Around eight in every 10 cybersecurity executives admit their company has been compromised by a cyberattack in the past 24 months, according to a new KPMG report.
In a survey of 403 CIO, CISO and CTOs working in the retail, automotive, banking and technology industries, it was found that 81% had experienced some form of cyberattack. Most security breaches were found in the retail sector (89%), followed by automotive (85%), then banking and technology (76%).

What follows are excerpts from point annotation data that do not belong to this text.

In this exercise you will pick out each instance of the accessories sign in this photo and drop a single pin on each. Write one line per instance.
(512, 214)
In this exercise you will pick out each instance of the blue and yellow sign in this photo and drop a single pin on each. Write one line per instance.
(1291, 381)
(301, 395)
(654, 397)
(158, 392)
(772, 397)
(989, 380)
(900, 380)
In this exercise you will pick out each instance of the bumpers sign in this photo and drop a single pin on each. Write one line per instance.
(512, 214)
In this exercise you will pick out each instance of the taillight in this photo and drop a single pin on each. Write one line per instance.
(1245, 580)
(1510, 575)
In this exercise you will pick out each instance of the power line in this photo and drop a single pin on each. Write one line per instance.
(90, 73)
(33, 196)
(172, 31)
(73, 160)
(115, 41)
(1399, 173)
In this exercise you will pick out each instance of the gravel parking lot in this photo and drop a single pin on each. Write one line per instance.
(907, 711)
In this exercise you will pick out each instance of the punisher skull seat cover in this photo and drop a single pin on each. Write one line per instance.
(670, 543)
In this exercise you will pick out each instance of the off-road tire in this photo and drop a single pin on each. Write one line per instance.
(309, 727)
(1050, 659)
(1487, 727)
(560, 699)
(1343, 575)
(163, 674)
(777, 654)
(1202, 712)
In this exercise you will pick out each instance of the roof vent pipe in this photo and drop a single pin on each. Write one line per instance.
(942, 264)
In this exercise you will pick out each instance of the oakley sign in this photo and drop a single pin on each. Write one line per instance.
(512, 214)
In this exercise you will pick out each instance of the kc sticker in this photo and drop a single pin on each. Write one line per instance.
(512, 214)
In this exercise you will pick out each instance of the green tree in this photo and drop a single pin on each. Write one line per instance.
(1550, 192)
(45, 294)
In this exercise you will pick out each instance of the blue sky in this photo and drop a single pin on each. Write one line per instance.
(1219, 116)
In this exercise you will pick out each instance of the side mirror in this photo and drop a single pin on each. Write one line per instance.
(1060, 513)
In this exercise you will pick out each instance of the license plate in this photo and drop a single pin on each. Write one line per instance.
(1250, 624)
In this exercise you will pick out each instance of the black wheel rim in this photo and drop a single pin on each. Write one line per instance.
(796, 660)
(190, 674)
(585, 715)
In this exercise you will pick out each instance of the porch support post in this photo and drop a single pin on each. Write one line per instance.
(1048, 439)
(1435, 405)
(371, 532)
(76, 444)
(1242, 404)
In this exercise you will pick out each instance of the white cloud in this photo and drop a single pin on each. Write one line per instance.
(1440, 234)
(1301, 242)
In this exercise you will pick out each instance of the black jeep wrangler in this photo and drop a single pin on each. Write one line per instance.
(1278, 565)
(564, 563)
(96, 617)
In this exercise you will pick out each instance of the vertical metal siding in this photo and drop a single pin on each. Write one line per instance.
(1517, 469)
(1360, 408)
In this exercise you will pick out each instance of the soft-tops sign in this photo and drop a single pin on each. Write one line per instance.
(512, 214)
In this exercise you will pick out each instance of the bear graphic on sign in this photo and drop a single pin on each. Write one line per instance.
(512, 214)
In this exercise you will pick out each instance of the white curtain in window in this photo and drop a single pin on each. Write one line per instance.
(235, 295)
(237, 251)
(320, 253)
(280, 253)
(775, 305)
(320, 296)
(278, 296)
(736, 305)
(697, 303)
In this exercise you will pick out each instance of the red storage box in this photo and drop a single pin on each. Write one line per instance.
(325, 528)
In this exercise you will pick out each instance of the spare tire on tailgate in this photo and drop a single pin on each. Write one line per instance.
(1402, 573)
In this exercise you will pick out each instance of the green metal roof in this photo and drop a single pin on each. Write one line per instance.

Less than half of executives said their company had invested in information security in the past year
However, despite the prevalence of cybercrime in these industries, less than half (49%) of the same executives said their company had invested in information security in the past year. In the automotive industry, just 32% of executives said they had invested in this area, while banks (66%) and technology (62%) were the most proactive.
"Cyberattacks are affecting nearly every single company we encounter, but we're not seeing those attacks drive enough proactive business action as evidenced by the rate of investment made in information security," said Greg Bell, KPMG Cyber US Leader.
"We're still seeing companies taking a passive or reactive approach toward cybersecurity, when in fact cyber should be a top-line business issue thought about and practiced company-wide."
The survey found that just 69% of companies employ an executive whose sole responsibility is information security – although the figure does vary between industries. Some 85% of banking and technology companies employ a leader responsible for only security, while the same is true of just 45% of automotive companies.
The prevalence of cyberattacks in major companies is alarming, but not surprising. As previously reported by WeLiveSecurity, as many as 90% of large businesses in the UK admitted to suffering some kind of recent data breach.
The latest figures by KPMG tell a familiar story, further stressing the importance that businesses across all industries invest accordingly.